# Cube CPU Upgrade



## kelman (Sep 25, 2010)

I am looking for some advice on upgrading a cube, I have a 450mhz cube and a friend with an mdd 1.25ghz he knows has a toasted psu that he is willing to give me. Bus speed aside and the assumption the 300pin daughter card is the same on both, could I theoretically do this cpu upgrade and/or would it run? I know the heat would be an issue but didn't they make upgrades for these in the past. If this won't work what is the fastest cpu upgrade I can expect? Thanks guys.


----------



## Chimpur (May 1, 2009)

I'm not entirely sure; but I seem to think the more powerful CPU would require a more robust PSU... also; I'd assume that you might want to run a better GPU if your modding the Cube as well. Which will also require more power.


----------



## imactheknife (Aug 7, 2003)

I am not sure if a G4 1.25 will work, but I upgraded mine to a dual 500 G4 with an upgraded video card.


----------



## kelman (Sep 25, 2010)

thanks guys, I have my doubts it will work but I had to ask.


----------



## Mike457 (May 23, 2011)

You might take a look at http://www.cubeowner.com There are a lot of people there who could let you know. I have upgraded the CPU on a Cube before. The VRM is delicate.

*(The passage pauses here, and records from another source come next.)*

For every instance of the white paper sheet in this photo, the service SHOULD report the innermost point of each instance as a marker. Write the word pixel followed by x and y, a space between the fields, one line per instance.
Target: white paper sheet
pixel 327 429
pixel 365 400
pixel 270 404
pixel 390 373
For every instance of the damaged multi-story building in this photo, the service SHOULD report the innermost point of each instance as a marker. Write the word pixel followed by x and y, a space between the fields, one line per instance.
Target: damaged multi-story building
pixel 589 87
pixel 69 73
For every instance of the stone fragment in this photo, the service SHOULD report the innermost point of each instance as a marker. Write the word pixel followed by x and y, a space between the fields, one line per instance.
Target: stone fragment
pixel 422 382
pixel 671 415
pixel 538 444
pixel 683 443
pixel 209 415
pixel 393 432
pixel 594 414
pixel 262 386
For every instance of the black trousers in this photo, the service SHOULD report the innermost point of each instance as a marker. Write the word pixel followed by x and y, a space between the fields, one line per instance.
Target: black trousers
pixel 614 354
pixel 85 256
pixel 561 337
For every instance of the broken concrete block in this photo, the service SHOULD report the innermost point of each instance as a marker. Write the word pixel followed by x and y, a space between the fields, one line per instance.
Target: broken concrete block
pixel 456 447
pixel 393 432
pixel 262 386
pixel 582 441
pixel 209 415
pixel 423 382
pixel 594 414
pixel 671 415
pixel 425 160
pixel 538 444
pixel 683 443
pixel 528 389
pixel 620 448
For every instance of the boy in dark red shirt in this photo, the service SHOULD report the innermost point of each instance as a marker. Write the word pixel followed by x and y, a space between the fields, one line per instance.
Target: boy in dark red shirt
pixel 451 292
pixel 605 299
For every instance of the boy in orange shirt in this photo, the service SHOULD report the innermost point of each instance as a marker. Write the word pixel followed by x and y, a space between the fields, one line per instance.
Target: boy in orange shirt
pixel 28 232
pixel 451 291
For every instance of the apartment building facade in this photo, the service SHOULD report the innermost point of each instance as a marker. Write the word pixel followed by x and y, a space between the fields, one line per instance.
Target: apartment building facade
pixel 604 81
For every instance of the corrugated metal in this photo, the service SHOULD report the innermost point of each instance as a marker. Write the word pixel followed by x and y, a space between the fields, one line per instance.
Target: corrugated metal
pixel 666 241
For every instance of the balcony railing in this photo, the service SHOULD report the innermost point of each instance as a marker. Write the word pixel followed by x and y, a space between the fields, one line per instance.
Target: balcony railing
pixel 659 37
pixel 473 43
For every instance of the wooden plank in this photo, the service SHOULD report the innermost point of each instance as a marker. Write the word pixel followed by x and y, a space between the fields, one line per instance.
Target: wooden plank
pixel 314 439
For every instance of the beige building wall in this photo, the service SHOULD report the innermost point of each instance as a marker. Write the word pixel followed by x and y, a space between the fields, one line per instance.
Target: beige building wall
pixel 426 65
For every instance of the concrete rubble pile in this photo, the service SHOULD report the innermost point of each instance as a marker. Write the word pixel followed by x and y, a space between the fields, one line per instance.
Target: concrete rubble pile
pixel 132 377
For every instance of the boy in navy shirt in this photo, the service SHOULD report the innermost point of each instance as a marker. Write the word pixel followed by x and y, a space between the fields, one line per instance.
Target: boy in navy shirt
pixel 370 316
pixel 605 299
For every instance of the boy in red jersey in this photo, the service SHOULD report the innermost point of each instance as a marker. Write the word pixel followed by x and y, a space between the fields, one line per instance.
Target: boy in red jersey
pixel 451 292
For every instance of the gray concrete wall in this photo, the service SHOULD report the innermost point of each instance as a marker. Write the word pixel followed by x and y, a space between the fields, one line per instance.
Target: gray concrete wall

Because of the power supply and heat issues, I'd be reluctant to try modifying a Cube with anything but a Cube-specific CPU.


----------



## kelman (Sep 25, 2010)

Thanks for the link Mike, looked around and found most posts about upgrading were old and everything pointed to the aftermarket kits no longer available.
I think I am going to wait it out until I can find some time to swap in the 500 that came with the deal.


----------



## Mike457 (May 23, 2011)

If you do post to the site, Kelman, there are active people who have done upgrades and can answer your questions. They helped me when I replaced the DVD burner in mine and replaced the hard drive with an SSD.


----------



## kelman (Sep 25, 2010)

Thanks! I didn't think of that, I'll give it a whirl.


----------



## smashedbanana (Sep 23, 2006)

Back in the day I had a G4 Cube and upgraded it to a 1.25ghz
I purchased the sonnet kit (was like $600)

Howerver, 2 things

1 - you need to add a fan in the base. Sonnet included the fan in a G4 upgrade gube kit. It's a 80mm x 80mm x 15mm fan. The power connects to the hard drive power connector. You can get these easily.

2 - bus speed. The g4 cube is 100 bus if i recall. Maybe 66? It limits what cpus can go in. That G4 MDD cpu is likely 133 or 166 or something. Your safest bet is to get a cpu upgrade made for the cube. There were several (newertech, sonnet, etc.)


----------